In this work, we establish a computational framework to predict the effective diffusivity of porous media from their images using CNN. We focus on the effective diffusivity because of its importance in practical applications of porous media. The proposed framework is demonstrated in porous media with a wide range of porosity (\(0.28\mbox{--}0.98\)) and diverse/complex structures (e.g., tortuous diffusion pathways and trapped and dead-end regions). Different filter sizes and convolutional layers are tested during the cross-validation step in order to select the best hyperparameters for CNN. Physical parameter (the porosity) is also combined with the extracted features by CNN with different weights to generate better predictions. The CNN can predict the effective diffusivity of most of the porous media with less than 10% truncated relative error. Nevertheless, the prediction error, especially the relative error, increases as the true diffusivity of the porous media becomes smaller (especially if De < 0.1). The large error is attributed to the complex transport behavior in porous media with low diffusivity, where the porous structure can be highly heterogeneous with highly tortuous diffusion pathways and numerous trapped areas or dead-end paths.
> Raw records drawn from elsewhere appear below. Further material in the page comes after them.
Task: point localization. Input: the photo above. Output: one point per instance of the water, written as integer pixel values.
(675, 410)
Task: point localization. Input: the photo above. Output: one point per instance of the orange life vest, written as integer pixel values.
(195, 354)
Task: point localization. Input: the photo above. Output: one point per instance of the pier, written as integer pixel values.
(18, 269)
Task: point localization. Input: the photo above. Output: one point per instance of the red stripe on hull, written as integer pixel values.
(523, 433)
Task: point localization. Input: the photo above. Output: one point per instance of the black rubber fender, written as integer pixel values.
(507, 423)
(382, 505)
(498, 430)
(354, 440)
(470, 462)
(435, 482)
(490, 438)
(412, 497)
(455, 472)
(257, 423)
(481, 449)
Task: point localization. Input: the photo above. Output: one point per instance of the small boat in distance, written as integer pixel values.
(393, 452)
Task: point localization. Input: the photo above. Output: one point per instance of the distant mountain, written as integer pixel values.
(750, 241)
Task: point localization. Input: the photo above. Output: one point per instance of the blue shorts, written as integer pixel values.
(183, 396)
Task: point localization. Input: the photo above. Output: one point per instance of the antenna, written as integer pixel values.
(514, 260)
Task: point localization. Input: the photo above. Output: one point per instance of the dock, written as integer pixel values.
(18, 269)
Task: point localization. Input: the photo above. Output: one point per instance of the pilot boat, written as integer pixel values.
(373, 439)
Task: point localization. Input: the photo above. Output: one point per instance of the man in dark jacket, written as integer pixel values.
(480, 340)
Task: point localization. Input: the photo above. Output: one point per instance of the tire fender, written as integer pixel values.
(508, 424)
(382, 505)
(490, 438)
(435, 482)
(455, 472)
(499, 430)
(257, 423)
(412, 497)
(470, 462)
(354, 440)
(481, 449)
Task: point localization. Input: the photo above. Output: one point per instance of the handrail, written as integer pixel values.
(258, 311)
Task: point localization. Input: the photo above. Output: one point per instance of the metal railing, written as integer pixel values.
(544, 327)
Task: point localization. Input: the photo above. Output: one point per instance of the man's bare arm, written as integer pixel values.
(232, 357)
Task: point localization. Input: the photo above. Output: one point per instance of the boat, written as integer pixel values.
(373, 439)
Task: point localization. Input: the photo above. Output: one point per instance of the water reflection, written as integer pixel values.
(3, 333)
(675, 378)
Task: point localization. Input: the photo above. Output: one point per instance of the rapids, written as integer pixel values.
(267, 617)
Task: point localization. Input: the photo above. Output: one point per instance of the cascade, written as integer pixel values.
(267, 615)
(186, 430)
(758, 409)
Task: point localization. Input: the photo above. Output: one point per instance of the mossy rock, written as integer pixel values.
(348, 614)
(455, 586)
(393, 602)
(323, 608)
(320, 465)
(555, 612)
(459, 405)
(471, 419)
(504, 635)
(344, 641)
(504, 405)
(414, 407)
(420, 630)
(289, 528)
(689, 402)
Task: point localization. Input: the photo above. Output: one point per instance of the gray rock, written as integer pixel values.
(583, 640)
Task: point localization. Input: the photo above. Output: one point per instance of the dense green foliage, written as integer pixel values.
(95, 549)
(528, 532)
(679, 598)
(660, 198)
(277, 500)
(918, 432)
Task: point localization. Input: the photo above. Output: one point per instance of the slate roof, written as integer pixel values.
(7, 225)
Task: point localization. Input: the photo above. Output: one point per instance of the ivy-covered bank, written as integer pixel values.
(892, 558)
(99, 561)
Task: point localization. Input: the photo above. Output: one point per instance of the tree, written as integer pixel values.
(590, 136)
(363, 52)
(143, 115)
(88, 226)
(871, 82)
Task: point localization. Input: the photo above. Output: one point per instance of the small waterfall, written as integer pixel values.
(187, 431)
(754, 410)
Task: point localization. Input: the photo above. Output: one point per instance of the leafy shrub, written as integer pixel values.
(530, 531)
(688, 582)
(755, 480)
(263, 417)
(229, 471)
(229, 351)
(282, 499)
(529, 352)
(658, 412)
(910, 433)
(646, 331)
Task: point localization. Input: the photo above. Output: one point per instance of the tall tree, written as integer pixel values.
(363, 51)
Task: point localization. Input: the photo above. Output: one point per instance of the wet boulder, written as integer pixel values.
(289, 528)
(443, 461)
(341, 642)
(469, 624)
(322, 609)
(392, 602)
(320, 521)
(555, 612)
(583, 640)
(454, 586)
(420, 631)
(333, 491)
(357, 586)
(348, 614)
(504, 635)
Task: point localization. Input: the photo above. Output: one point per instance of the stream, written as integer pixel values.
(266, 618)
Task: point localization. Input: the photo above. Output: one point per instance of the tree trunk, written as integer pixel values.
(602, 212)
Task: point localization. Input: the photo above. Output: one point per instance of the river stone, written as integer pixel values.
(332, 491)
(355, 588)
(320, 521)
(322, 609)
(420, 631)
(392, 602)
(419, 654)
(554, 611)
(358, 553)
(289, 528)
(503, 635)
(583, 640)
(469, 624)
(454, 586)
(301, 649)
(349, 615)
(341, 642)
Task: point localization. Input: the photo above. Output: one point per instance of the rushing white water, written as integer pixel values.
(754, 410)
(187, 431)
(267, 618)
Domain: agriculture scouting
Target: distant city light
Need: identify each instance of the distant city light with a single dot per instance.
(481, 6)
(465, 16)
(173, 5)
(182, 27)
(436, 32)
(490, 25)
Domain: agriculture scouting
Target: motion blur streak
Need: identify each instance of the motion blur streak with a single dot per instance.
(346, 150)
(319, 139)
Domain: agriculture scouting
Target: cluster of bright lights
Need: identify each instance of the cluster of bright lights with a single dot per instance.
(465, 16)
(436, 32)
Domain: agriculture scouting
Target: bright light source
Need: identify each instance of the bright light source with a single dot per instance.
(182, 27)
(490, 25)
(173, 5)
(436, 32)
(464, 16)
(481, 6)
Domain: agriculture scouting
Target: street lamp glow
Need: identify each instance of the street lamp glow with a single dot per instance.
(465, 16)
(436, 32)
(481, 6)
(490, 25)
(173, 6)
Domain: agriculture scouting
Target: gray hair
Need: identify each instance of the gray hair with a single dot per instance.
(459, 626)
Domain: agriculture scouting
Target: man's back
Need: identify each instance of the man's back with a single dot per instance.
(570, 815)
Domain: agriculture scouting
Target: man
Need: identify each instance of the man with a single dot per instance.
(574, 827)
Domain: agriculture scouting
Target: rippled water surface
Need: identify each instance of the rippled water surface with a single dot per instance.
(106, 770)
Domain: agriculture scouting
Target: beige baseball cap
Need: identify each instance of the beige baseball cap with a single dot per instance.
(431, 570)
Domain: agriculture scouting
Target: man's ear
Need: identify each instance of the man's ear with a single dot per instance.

The rest of the manuscript is structured as follows: In Section II, we detail the computational framework and methods used for predicting the effective diffusivity of porous media by deep learning models. In Section III, the performance of the developed model is examined and discussed. We first quantify the performance of CNN and compare the CNN prediction with the empirical Bruggeman equation predictions. Then, we attempt to improve the regular CNN prediction by leveraging field knowledge in the development and application of CNN models. Finally, conclusions and discussion on the future research directions of machine learning for porous media research are presented in Sec. IV.

Computational Framework

In this section, we discuss the deep learning model for predicting the effective diffusivity of porous media with diverse and challenging structures. In part A, we present the methods for generating the dataset for deep learning. In part B, we present the architecture of our CNN model and summarize the computational framework of using CNN to predict the effective diffusivity of porous media from their images. Finally, the methods for training and testing of the CNN models are presented in part C.

Generation of datasets

The dataset for training, validating, and testing our deep learning models includes the structure of porous media (in the form of images) and their corresponding effective diffusivity. Without losing generality, we will focus on two-dimensional (2D) porous media with a square shape. The microstructures of 2D porous material are generated using the quartet structure generation set (QSGS) method, a popular method in the porous media field17. Detailed descriptions of this method can be found in the literature and we only outline its key steps17: (1) The computational domain is partitioned into square cells. (2) Solid “seeds” are randomly distributed in the domain based on a distribution probability, cd, which is smaller than the target porosity of the porous media. This is accomplished by assigning a random number to each cell and the cells whose assigned random number is less than cd are selected as the “seeds”. (3) Grow the “seeds” to their neighboring cells based on the directional growth probability, Pi. To this end, a random number is assigned to each of the neighboring cell of a solid seed. If the random number of a neighboring cell is less than Pi, it will become part of the growing solids. (4) Repeat steps (2) and (3) until the target porosity is reached in the domain. Together, the above steps produce binary images of porous media. In these images, individual pores or grains are fully resolved, and each pixel is either a pore or solid node and is denoted with a binary value of 0 (pore space) or 1 (solid phase).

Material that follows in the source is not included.